Runoff could bring big changes in economy
CAPILLA DEL SENOR, (AP) -- In attempts to attract independent voters, the two candidates in today's runoff election have tailored their messages to the centre. But in essence they represent starkly different economic visions.
Daniel Scioli, the governor of sprawling Buenos Aires province who is backed by the outgoing president, presents himself as the continuation of the majority of the current administration's policies, with small tweaks where needed.
Mauricio Macri, the opposition mayor of Buenos Aires, wants to liberalise the economy, from lifting the currency restrictions to scrapping many export and import taxes.

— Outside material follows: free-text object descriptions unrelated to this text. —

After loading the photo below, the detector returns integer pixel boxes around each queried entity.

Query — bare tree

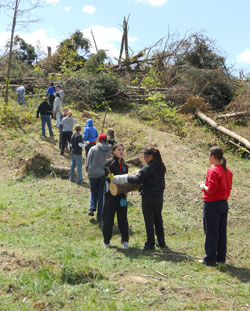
[0,0,43,104]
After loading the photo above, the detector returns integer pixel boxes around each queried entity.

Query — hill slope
[0,108,249,311]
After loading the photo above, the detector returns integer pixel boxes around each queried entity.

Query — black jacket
[70,133,83,155]
[37,101,53,118]
[128,160,165,197]
[105,157,128,197]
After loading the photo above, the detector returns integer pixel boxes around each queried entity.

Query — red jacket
[203,165,233,202]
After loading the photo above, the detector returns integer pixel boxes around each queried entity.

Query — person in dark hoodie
[85,134,112,221]
[102,144,129,249]
[37,97,54,137]
[83,119,99,157]
[111,148,166,250]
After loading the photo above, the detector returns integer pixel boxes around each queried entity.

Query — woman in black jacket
[112,148,166,250]
[102,144,129,249]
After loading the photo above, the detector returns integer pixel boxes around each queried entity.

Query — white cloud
[237,49,250,64]
[64,6,71,11]
[136,0,168,6]
[81,25,137,59]
[44,0,60,4]
[82,5,96,15]
[0,29,59,57]
[0,32,11,53]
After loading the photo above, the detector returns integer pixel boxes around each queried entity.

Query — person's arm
[36,105,40,118]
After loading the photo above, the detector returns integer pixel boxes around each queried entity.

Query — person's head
[43,96,48,102]
[56,85,61,91]
[208,146,227,170]
[143,148,166,172]
[85,119,93,127]
[75,124,81,132]
[68,111,72,117]
[98,133,107,143]
[55,92,61,98]
[107,128,115,139]
[112,143,124,159]
[63,108,68,116]
[50,82,54,86]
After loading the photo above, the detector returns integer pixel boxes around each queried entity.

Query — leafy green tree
[13,35,37,65]
[84,50,107,74]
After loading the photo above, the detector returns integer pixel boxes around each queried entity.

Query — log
[215,111,250,120]
[109,182,140,196]
[195,110,250,151]
[50,164,71,177]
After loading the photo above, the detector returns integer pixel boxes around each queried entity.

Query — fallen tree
[195,109,250,153]
[215,111,250,120]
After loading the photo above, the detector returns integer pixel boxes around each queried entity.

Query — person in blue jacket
[111,148,166,250]
[46,82,56,109]
[83,119,99,157]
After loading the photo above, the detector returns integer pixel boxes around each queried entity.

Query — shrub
[60,263,103,285]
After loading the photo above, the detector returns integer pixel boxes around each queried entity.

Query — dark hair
[209,146,227,171]
[144,148,166,173]
[107,128,115,139]
[108,144,124,161]
[50,82,54,86]
[55,92,61,99]
[56,85,61,88]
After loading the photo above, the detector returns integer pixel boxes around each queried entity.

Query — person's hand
[111,174,128,184]
[200,184,205,190]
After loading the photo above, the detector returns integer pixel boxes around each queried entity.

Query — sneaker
[77,180,87,185]
[104,243,110,248]
[123,242,129,249]
[143,245,155,251]
[88,210,94,216]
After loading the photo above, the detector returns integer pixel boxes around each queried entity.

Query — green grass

Marcelo Cervigni watches a huge tractor planting soybeans on his farm while flipping through smart phone photos of neighbouring canola fields pummelled by a hail storm the night before.

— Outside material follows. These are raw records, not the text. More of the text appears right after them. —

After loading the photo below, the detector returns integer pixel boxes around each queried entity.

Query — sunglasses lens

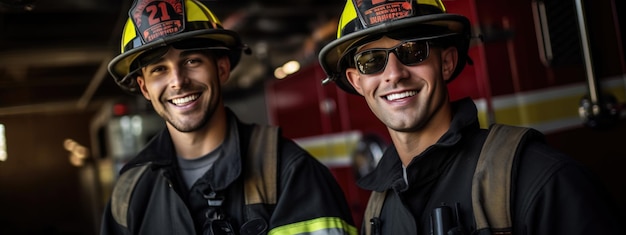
[355,50,388,74]
[354,40,429,74]
[397,41,428,65]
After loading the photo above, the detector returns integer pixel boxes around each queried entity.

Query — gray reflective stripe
[306,228,353,235]
[111,164,150,228]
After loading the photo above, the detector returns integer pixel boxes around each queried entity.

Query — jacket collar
[357,97,481,191]
[119,108,251,191]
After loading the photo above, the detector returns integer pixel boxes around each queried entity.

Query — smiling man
[345,36,454,163]
[318,0,622,234]
[100,0,356,234]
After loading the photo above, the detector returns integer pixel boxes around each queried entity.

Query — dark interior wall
[0,110,97,235]
[545,119,626,224]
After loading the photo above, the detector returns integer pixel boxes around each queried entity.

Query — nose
[169,68,190,90]
[383,52,409,83]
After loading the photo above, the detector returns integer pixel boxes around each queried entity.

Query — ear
[136,76,151,100]
[441,47,458,82]
[345,68,365,95]
[216,56,231,84]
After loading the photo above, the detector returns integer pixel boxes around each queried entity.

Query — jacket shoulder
[111,164,151,228]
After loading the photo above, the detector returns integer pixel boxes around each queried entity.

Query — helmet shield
[319,0,470,95]
[130,0,186,44]
[354,0,416,28]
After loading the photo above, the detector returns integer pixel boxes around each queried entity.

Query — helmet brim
[108,29,246,93]
[319,13,470,95]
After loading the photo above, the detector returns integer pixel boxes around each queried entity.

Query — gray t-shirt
[177,145,222,189]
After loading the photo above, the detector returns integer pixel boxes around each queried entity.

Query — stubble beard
[168,108,213,133]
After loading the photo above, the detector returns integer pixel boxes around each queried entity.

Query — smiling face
[345,36,458,133]
[136,47,230,133]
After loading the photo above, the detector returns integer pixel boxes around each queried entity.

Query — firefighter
[100,0,356,234]
[319,0,623,234]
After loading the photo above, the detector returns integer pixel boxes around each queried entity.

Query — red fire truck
[265,0,625,227]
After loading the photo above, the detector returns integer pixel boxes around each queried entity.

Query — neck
[390,106,452,167]
[168,107,228,160]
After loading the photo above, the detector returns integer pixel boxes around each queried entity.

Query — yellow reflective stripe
[269,217,357,235]
[474,77,626,133]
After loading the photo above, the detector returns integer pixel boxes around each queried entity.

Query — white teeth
[386,91,417,101]
[171,94,199,105]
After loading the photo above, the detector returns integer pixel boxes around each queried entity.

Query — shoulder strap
[472,123,530,234]
[363,190,387,235]
[111,164,150,228]
[244,124,279,205]
[240,125,279,234]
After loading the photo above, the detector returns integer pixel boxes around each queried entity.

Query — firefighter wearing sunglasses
[101,0,357,234]
[319,0,622,234]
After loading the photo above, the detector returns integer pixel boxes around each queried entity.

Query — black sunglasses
[353,39,432,75]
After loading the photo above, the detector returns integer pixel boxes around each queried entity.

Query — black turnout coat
[100,109,356,235]
[357,98,623,235]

The damage will cost him about US$80,000, a painful blow from nature but one he says is minor compared to the taxes and export restrictions put on farmers by outgoing President Cristina Fernandez. He hopes they will be lifted by the new president being elected today.
"It's not good to be in a business where profits are getting closer to zero," said Cervigni, a fourth-generation farmer.

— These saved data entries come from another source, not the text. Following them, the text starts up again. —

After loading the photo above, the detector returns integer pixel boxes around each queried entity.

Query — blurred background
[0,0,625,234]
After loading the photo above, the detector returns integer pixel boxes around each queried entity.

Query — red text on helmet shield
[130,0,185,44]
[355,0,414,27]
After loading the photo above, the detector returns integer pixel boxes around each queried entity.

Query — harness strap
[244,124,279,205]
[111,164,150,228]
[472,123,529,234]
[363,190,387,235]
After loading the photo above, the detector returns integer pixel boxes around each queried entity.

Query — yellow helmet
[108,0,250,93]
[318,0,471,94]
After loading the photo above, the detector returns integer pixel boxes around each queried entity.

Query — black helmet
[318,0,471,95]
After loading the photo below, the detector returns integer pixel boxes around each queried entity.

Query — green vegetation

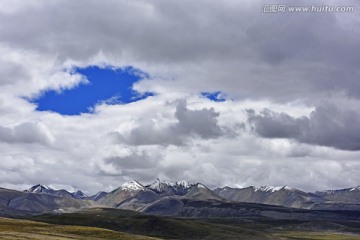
[16,208,360,240]
[26,208,273,239]
[274,231,360,240]
[0,217,159,240]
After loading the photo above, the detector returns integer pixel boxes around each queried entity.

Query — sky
[1,0,360,194]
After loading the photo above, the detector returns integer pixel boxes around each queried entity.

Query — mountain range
[0,179,359,218]
[24,184,88,199]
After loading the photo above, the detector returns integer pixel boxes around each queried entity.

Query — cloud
[174,100,223,138]
[0,0,360,193]
[247,109,309,139]
[248,104,360,151]
[0,44,87,101]
[104,150,160,170]
[0,0,359,102]
[116,100,227,146]
[0,122,55,145]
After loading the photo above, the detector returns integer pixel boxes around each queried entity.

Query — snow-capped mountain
[350,186,360,191]
[2,187,96,216]
[25,184,75,199]
[121,180,145,191]
[97,180,156,209]
[214,185,324,208]
[316,186,360,195]
[146,178,191,195]
[253,185,293,193]
[97,179,212,211]
[25,184,53,194]
[25,184,88,200]
[315,186,360,204]
[17,181,360,215]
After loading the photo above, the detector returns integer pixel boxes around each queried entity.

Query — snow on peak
[196,183,207,189]
[149,178,170,190]
[350,185,360,191]
[319,186,360,193]
[176,180,190,188]
[255,186,282,192]
[28,184,53,193]
[254,185,291,193]
[121,180,144,191]
[146,178,192,195]
[148,178,190,190]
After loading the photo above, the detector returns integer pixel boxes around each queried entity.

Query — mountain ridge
[1,179,356,217]
[25,184,89,200]
[24,180,360,199]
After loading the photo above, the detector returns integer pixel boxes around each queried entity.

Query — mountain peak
[253,185,292,193]
[317,185,360,194]
[121,180,144,191]
[148,178,190,188]
[73,190,88,198]
[283,185,292,191]
[148,178,170,192]
[350,185,360,191]
[176,180,190,188]
[147,178,192,195]
[195,183,207,189]
[26,184,53,193]
[25,184,81,199]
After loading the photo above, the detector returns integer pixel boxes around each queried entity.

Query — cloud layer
[116,100,227,146]
[0,0,360,193]
[248,104,360,151]
[0,122,54,145]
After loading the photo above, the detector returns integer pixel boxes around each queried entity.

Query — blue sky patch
[201,91,226,102]
[31,66,153,115]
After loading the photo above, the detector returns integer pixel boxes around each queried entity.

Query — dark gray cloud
[116,100,226,146]
[0,0,246,62]
[247,109,309,139]
[104,151,159,170]
[248,104,360,151]
[173,100,223,138]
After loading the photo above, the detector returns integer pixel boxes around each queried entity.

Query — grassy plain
[3,208,359,239]
[0,217,159,240]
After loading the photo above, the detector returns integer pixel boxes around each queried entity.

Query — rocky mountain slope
[0,187,96,216]
[315,186,360,204]
[215,185,360,211]
[1,179,360,217]
[214,185,324,208]
[25,184,88,199]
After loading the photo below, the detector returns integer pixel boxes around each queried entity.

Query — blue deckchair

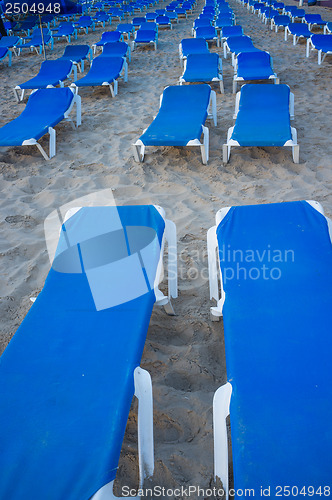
[192,18,211,36]
[92,31,122,53]
[223,35,261,64]
[52,22,78,43]
[0,35,21,56]
[58,44,93,72]
[93,10,111,27]
[145,12,158,21]
[270,14,290,33]
[18,29,53,55]
[133,29,158,50]
[290,8,305,21]
[220,25,243,41]
[195,26,219,46]
[285,22,311,45]
[223,84,299,163]
[180,53,224,93]
[306,34,332,64]
[133,84,217,164]
[116,23,135,39]
[233,51,279,93]
[156,15,172,29]
[75,15,95,34]
[12,19,37,36]
[71,56,127,96]
[0,46,12,66]
[303,14,327,31]
[132,16,146,28]
[0,204,177,500]
[14,60,75,102]
[0,88,81,159]
[179,37,209,65]
[208,200,332,499]
[100,41,131,62]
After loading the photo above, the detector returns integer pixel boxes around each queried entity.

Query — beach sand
[0,0,331,497]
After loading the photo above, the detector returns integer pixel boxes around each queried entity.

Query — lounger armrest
[213,383,232,500]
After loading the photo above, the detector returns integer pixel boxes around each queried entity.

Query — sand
[0,0,332,498]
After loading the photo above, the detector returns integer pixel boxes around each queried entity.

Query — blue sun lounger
[0,46,12,66]
[179,53,224,93]
[179,37,209,65]
[100,41,131,61]
[208,200,332,500]
[133,84,217,165]
[306,34,332,65]
[14,60,75,102]
[303,14,327,31]
[58,44,93,72]
[220,25,243,42]
[52,22,78,43]
[0,88,81,159]
[270,14,290,33]
[116,23,135,40]
[0,204,177,500]
[285,22,311,45]
[18,29,53,55]
[156,15,172,29]
[75,15,95,34]
[290,8,305,22]
[71,56,127,96]
[223,84,299,163]
[0,35,21,56]
[233,51,279,93]
[92,31,122,54]
[133,29,158,50]
[223,35,260,63]
[195,26,219,47]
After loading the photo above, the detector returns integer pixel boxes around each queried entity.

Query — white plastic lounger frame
[222,90,299,164]
[285,26,309,45]
[179,58,224,93]
[22,89,81,160]
[306,37,332,65]
[133,90,217,165]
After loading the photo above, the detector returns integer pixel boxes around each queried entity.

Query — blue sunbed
[100,41,131,61]
[0,35,21,56]
[71,56,127,96]
[133,29,158,50]
[0,46,12,66]
[270,14,290,32]
[14,60,74,102]
[209,200,332,499]
[285,22,312,45]
[220,25,243,41]
[75,15,95,34]
[116,23,135,39]
[223,84,299,163]
[233,51,279,93]
[18,29,53,55]
[52,22,78,43]
[133,84,217,164]
[58,44,93,72]
[0,88,81,159]
[92,31,122,53]
[180,53,224,93]
[223,35,260,63]
[195,26,219,46]
[307,34,332,65]
[303,14,327,30]
[93,10,111,27]
[179,38,209,65]
[290,8,305,21]
[0,204,177,499]
[156,15,172,29]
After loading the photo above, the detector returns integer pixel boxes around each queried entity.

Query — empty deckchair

For sectors ranging from agricultural to banking, there is a lot at stake for Latin America's third-largest economy in today's runoff election.
Fernandez and her late husband Nestor Kirchner, who was president before her, unabashedly increased the role of the State. They spent heavily on programs for the poor while sharply increasing taxes and adding regulations aimed at keeping prices low at home for things like bread and bus rides.